Just before the start of Yom Kippur in 2009, Abitbol had tweeted, “Everybody have an easy, meaningful fast.”
Megan replied, “Given that it’s Yom Kippur, shouldn’t the Jews use this opportunity to really repent?”
That began a dialogue between the two that played a part in Megan’s first major intellectual objection of Westboro — its oft-used sign, “Death Penalty for Fags.”
“The problem with that is if you kill someone when they sin, you completely cut off the opportunity to repent,” she told the Journal. “So many people would be dead — including some members of WBC.”
Grace and Megan were visibly emotional describing to the Jewlicious crowd what it was like leaving the people whom they most love.
“I had never ever, ever, ever considered leaving,” Grace said, recounting that day.
“I hadn’t either, not ever in my whole life,” Megan added.
Grace said, “We didn’t want to leave. We were trying to stay there and make it work.”
They decided — without telling their family — to avoid holding signs with which they disagreed. But in November, Megan said, they made the hardest decision.

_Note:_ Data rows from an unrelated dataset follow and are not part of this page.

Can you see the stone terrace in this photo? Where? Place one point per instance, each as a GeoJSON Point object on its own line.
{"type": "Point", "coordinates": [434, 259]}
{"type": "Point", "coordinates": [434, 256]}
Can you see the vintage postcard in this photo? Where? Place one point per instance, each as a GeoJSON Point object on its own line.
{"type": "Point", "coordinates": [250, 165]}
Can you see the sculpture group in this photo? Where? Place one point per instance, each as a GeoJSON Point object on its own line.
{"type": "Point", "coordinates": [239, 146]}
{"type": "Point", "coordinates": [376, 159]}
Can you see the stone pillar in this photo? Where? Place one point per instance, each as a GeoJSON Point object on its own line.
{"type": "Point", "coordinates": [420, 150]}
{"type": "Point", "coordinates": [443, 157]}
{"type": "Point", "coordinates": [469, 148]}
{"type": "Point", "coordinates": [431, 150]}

“I lost hope in the future there — that the things that were wrong would ever be right. If I had believed that the things that were wrong would have been corrected in time or fixed, then I would’ve stayed.”
“When we first left,” Grace said quietly in an interview with the Journal, “I wanted to disappear and be no one and not have anything to do with religion or God.”
But that didn’t last for long. Abitbol, who has become close with the sisters, invited them to Jewlicious.
“I thought it would be poetic,” he said, “to have them come here, meet the people that they had upset, and see what we are really like.
“People here have literally embraced them,” he said.
Throughout Shabbat day, heretofore strangers introduced themselves to Megan and Grace, offering kindness, warmth, and hugs.
“If I was brought up in that family, would I have the strength of character and the moral fortitude to leave everything I’ve ever known?” Abitbol asked everyone.
The sisters are currently staying in Deadwood, S.D., a small town just miles from the Wyoming border. Before arriving in South Dakota, they spent time in Kansas with another “defector,” their cousin Libby, and in Brooklyn with a friend.
Grace said she is looking forward to an upcoming photography internship in Iowa, which she hopes will be a step toward becoming a war photographer. Megan, though, isn’t sure what path she wants to take.
Although they left their family and are attempting the difficult task of starting life anew, Megan and Grace said they still deeply love their parents and siblings.
“They are so kind,” Grace said. “And I want them back.”
“They are well-intentioned,” Megan said. “I think a lot of people don’t understand that they are trying to do what they believe is right, and they sincerely believe it with everything in them.”